Он хлопнул в ладоши, и в зал под звуки кифар[6] вошли дарители наслаждений обоих полов, разных возрастов и цвета кожи. Пирующие встретили их появление дружным ликованием, отвернувшись от кушаний и разглядывая прекрасные фигуры и смазливые лица без тени робости или стыда.
Пользуясь тем, что никто не глядит на них, Клавдий властно взял Варрона за подбородок и заглянул в печальные глаза юноши:
Ляг нынче с кинэдом. Выбери любого или нескольких.
Нет. Не принуждай меня к этому.
Опять дерзишь мне, мальчишка?
Ты словно не ты сегодня, попробовал отстраниться ликкиец. Где человек, которого я полюбил?
Его больше нет, Варрон, зло процедил Богоподобный. Он умер и никогда не вернется к тебе. Смирись или убирайся прочь!
Тысячи звезд ослепили юношу, тысячи звуков оглушили его, и мир вдруг начал рушиться, расплываться от слез, сверкнувших в полных страдания глазах.
Тогда умри и ты! закричал Варрон.
Он схватил нож из тарелки и по самую рукоятку вогнал лезвие в шею Клавдия. Владыка открыл рот, захлебываясь кровью, попробовал подняться, опираясь на стремительно слабеющие руки, но смерть уже стелила для зесара ложе в вечности.
Руф оторопело смотрел, как умирает Клавдий, судорожно хватаясь за рукоять ножа, торчащего из шеи. Понтифекс и предположить не мог, что мягкотелый Варрон окажется способен убить своего единственного покровителя и защитника. Неожиданно для себя Плетущий Сети принял судьбоносное решение и, воздев руку над головой, подал условный знак сидящему в кресле у стены Тациту.

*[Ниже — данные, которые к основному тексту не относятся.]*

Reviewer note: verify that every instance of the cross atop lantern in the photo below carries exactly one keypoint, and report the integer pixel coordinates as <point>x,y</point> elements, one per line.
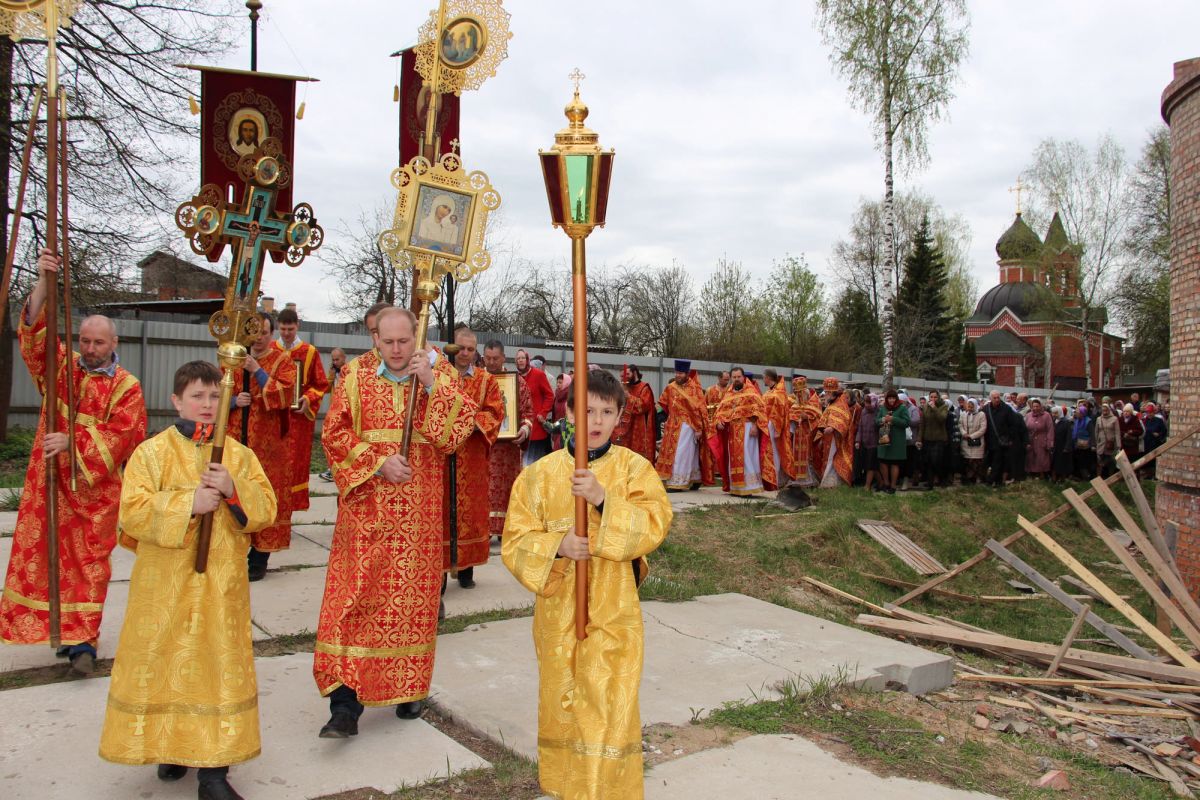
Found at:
<point>576,172</point>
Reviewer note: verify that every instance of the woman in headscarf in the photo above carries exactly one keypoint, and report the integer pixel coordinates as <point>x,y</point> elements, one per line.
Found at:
<point>1108,440</point>
<point>1081,441</point>
<point>892,421</point>
<point>867,441</point>
<point>1041,440</point>
<point>973,427</point>
<point>1132,431</point>
<point>1156,433</point>
<point>1063,459</point>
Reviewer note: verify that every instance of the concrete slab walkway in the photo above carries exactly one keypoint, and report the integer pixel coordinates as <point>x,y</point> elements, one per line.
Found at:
<point>699,655</point>
<point>49,735</point>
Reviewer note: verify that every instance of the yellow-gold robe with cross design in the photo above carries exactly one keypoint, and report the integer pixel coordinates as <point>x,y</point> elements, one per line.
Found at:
<point>184,687</point>
<point>589,731</point>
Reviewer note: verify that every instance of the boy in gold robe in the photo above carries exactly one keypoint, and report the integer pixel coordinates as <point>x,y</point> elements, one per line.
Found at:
<point>184,691</point>
<point>589,731</point>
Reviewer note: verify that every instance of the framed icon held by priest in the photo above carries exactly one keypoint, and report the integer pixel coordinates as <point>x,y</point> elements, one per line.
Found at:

Эбиссинец без промедлений кинулся в центр зала, расталкивая гетер и вскочивших с лежаков сановников. Прыгнув, словно настигающий добычу тигр, Восьмиглазый ударил кулаком попытавшегося преградить ему путь казначея Олуса и, оказавшись близ объятого страхом Варрона, рывком поставил ликкийца на ноги. Руф что-то коротко приказал Джоуву. Легат, единственный из гостей, кто имел право находиться в этом зале с оружием, поднял с пола ножны и быстро вынул клинок.

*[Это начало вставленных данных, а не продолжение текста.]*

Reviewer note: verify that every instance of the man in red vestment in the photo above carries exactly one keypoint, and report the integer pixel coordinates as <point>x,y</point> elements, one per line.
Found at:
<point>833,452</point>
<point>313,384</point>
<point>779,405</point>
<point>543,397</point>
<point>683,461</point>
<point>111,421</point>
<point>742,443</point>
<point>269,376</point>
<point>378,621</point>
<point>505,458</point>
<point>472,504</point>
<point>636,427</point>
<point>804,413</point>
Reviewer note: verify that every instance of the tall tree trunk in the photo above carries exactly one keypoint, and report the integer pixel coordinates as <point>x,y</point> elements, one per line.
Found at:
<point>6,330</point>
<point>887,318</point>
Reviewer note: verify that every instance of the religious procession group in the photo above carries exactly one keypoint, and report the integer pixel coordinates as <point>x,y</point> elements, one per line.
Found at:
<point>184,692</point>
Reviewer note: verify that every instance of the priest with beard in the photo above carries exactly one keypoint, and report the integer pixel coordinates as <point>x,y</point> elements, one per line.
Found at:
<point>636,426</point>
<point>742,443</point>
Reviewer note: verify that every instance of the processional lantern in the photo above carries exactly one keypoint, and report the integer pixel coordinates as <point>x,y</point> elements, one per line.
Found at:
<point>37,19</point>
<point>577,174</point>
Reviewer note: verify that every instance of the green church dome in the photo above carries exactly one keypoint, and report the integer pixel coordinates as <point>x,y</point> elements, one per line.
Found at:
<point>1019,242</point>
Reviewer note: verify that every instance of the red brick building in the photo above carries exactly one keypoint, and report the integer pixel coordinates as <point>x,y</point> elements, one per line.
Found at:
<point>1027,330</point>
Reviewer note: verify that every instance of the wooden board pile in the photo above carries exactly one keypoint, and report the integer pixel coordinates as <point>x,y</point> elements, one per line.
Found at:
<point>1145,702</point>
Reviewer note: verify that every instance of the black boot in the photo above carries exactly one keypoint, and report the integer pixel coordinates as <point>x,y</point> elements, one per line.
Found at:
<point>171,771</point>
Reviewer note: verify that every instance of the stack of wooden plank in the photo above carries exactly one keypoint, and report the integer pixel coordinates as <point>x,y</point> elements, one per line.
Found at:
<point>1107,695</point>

Тацит обхватил рукой шею взысканца и поволок его к ближайшему выходу. Джоув, грозя мечом взбудоражено перешептывающейся толпе, прикрывал их побег. Все произошло так стремительно, что многие пировавшие еще не до конца успели понять, свидетелями какого страшного события им довелось стать этой ночью.